Budgets should pay more attention to the elderly and challenged persons

Dear Editor,

One of the hurdles we need to address is our approach to the presentation and adoption of the national budget.  The budget should be a proposal on taxation measures and expenditures, recommendations by a sitting government on the necessary programmes to be adopted to maximize growth prospects within a phased development framework for that particular year.  In this regard, it should be subject to debate, discussion and modification, to ensure that it appropriately caters to the concerns and welfare of interest groups and the wider population.

Our senior citizens and otherwise challenged persons have been paid scant attention within the budgetary process over the years, with the result that many of them have become trapped in the poverty we have committed to eradicating from our society.

Our senior citizens in particular deserve much more than provided for in our budgets.  This is an issue of national concern, since very few families can claim not to have aged persons who require some kind of financial or other support.  What would be helpful is some reflection on who these individuals are and the respect that they deserve in the form of adequate provision of financial, health and other necessary support services.

These individuals are our parents who have provided for us as children and ensured that we received the education and/or other training necessary to become successful men and women.  Economically, many of them managed through difficult times, and it is through no fault on their part that their pensions have been reduced to pennies by the macroeconomic policy adjustments that have effectively pauperized our country.
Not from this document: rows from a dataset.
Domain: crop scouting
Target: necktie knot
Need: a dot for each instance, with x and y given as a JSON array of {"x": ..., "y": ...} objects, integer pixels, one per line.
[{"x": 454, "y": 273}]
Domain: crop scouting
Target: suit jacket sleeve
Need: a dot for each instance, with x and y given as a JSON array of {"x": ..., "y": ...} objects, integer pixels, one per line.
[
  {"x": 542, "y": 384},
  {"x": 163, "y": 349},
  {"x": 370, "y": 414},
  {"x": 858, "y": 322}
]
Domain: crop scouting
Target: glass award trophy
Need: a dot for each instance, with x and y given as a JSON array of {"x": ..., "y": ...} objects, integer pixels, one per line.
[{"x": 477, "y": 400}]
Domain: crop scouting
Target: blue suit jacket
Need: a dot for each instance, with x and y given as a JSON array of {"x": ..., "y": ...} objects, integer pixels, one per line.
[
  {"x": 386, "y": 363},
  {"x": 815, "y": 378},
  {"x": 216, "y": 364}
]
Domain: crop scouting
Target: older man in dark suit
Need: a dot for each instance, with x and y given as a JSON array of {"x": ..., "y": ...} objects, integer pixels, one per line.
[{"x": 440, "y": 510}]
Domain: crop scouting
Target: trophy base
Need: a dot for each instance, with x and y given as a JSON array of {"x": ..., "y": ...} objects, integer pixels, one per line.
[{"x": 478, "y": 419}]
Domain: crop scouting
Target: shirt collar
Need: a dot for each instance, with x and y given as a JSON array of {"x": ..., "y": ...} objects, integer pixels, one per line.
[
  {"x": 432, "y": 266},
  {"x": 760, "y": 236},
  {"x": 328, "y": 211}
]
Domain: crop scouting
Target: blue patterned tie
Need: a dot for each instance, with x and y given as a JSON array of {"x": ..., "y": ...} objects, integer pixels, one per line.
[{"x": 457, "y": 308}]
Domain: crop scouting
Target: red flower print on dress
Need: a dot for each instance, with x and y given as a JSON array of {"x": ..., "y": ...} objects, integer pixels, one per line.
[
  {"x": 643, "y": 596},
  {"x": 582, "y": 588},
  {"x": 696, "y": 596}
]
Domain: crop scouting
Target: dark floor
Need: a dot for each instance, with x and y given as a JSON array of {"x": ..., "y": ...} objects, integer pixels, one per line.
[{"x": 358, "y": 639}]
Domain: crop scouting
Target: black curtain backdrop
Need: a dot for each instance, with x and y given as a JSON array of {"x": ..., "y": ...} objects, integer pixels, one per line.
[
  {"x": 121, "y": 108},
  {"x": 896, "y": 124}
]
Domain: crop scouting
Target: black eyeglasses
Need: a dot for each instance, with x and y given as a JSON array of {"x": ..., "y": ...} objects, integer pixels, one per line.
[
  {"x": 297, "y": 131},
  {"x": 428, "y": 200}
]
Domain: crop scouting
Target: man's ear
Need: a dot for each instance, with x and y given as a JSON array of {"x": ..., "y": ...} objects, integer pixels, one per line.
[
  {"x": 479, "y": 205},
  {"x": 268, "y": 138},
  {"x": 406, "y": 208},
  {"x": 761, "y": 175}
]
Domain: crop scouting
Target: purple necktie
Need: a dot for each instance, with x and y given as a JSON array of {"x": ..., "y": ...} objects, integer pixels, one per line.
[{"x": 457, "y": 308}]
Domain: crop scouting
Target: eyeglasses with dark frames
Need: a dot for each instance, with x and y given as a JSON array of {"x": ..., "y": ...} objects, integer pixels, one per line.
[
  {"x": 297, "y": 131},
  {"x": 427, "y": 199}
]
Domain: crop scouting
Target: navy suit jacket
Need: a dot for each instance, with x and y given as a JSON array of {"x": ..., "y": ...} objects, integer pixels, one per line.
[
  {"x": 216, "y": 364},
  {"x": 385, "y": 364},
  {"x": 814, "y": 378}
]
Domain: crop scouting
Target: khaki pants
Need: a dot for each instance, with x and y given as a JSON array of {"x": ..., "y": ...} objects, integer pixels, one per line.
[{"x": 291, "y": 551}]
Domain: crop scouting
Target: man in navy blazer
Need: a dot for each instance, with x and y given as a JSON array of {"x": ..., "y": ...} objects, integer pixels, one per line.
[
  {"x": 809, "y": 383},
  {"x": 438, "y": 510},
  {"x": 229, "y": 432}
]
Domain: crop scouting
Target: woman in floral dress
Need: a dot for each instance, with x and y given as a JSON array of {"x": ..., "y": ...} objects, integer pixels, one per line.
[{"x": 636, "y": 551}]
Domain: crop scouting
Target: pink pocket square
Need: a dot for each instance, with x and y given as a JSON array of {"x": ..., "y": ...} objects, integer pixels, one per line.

Unfortunately, senior citizens and challenged persons have little or no voice or lobbying force in our politics to ensure that their welfare issues are properly represented and addressed.  Now is the time to start paying attention to them and moving to adopt financial measures and  programmes to ensure that they live the remainder of their lives in the comfort they justly deserve.

To this extent, greater provision needs to be made for increasing pensions to compensate for the loss in the real value of these earnings, along with other appropriate allowances and benefits.  An excellent reference for the political will be necessary for this is that which was recently exerted in seeking to provide benefits to Hamilton Green, commensurate with the portfolios he previously held.